Mikhail Natarevich, a painter working in tempera and oil, was one of the most outstanding representatives of Leningrad art school. His work is characterized by genre and thematic diversity, but whether these are historical-revolutionary compositions or depictions of rural everyday life, the most important to the artist always remained a human being, especially his or her existence in the context of family values. In the 1960s and 1970s Natarevich worked every summer on the Oredezh river near Leningrad, where the life of the modern village became a source of inspiration for him. It was in the village images that his deep poetic talent manifested itself first of all. In the paintings of that period one can easily discern the distinctive features of his artistic manner: attention to plasticity expressiveness of the composition, tendency to the generalization of form and colour, and decorativeness of pictorial structure. Transmitting the atmosphere of life of his contemporaries, Natarevich almost always avoided details, focusing on the plasticity of body as the most important method of expressing the character of a person. The Portrait of Pablo Picasso (1969) and Portrait of the Sculptor Naum Mogilevsky (1969), at the exhibition, stand apart in his art.
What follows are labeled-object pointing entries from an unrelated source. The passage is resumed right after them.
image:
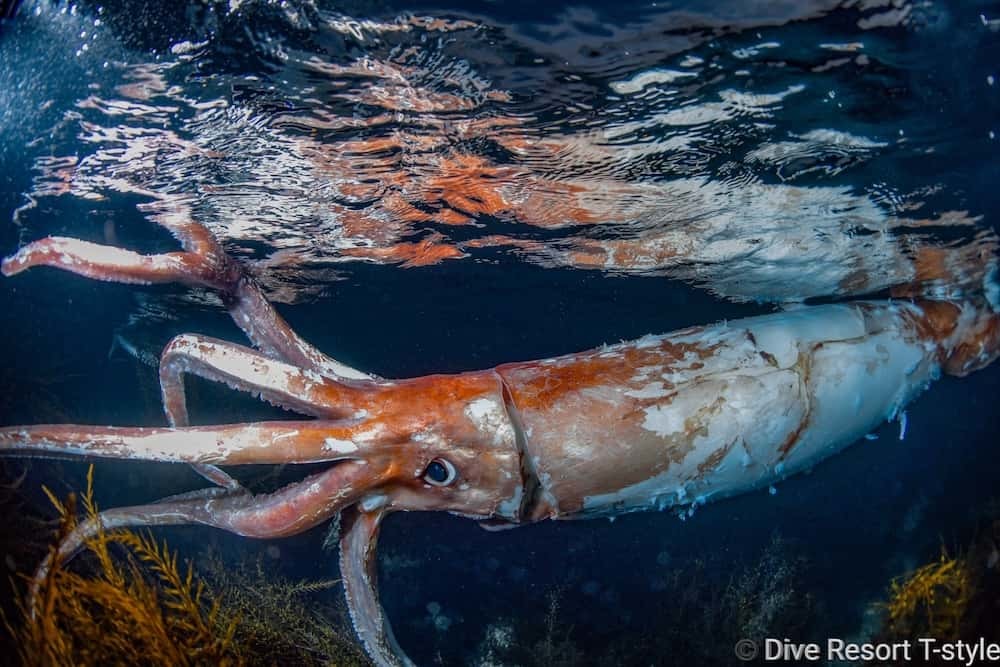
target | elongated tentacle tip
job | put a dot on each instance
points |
(33, 254)
(13, 264)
They are distinguished by a different approach to the theme, expressed in the compositional structure and coloring, appealing to the work of the depicted artists.
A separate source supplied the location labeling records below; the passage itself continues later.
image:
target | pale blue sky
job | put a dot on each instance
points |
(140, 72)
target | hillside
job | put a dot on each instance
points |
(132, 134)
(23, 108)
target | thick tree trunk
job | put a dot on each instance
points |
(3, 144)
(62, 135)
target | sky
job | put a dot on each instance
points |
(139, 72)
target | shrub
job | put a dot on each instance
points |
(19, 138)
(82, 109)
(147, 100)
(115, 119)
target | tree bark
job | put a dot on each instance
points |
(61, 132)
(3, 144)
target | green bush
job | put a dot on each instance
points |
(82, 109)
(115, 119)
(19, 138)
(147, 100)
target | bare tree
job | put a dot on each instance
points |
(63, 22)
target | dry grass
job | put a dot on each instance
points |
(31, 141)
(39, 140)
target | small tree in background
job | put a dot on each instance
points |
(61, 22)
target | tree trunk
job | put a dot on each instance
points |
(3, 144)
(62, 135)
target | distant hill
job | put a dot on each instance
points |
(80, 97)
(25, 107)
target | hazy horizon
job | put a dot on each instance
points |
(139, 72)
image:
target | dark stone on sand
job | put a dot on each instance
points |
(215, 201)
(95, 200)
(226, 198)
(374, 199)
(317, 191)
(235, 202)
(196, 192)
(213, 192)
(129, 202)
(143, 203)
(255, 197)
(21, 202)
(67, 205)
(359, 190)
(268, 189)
The exhibition includes paintings from the 1960 –1970s, the most interesting and fruitful period of Natarevich's oeuvre, from the collection of the Museum of 20th–21st Century Art of St Petersburg, the artist’s family and private collections.
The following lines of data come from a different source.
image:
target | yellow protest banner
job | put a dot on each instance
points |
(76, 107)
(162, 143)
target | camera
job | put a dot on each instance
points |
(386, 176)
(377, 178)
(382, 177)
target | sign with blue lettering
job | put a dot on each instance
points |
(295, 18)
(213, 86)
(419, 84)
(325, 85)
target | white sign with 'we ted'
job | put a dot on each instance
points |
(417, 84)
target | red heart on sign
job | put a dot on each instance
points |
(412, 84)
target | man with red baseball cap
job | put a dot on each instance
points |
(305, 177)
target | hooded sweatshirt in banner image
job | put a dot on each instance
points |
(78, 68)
Dmitry Vainman is a contemporary St Petersburg sculptor who continues and develops the traditions of the School of Alexander Matveev. His professional formation was first and foremost shaped in the family where the atmosphere of creativity reigned. He inherited the artistic culture from his parents, Moisei Vainman and Maria Kharlamova, disciples of Alexander Matveev, who made a huge contribution to art. Working with such materials as wood, ceramics, bronze and stone, Vainman was able to cover a wide variety of sculptural genres, such as portraits, nudes, and compositions on various themes, coloured both in tragically sublime and poetic-romantic tints. Typical of him is attentiveness to relief, which becomes the continuation of the round sculpture. Very often the sculptor uses a combination of materials filling a wooden base with ceramics or bronze.

The exhibition includes works from different periods, reflecting the artist's versatility. These are portraits characterized by psychological profundity, nudes with their soft plasticity, relief compositions on Jewish themes and three-dimensional works related to theater and circus motifs. And all of them are the result of hard work and reflection on the nature of sculpture.

Yelena Natarevich, an outstanding contemporary artist, continues the traditions of Leningrad school of graphic art. Her oeuvre is an example of high professionalism and attention to the material, no matter in what technique she works. Natarevich's works are distinguished by a balanced restraint in the presentation of thematic and figurative content, typical of Leningrad school, even in the simplest subjects drawn from the life observed. No matter what theme Natarevich addresses, her compositions and portraits always have a lyrical tone.  The artist loves her heroes, admires rural and urban landscapes; she is inspired by objects of everyday life. Everything she depicts is recognizable, the images she creates one can discern the atmosphere of time. In a rich variety of graphic and painting techniques used by Natarevich in her work, a separate place belongs to collages, in which compositional rigor is combined with sophistication of coloristic solutions. At times almost monochromatic, at times shining with bright local colors, Natarevich's collages are an example of impeccable artistic taste, creative energy and concern in the approach to theme.

The exhibition reveals almost all facets of Natarevich's art. Portraits, landscapes, thematic compositions and still-lifes, executed in acrylic paints, gouache, watercolor and collage techniques coexist within the exhibition.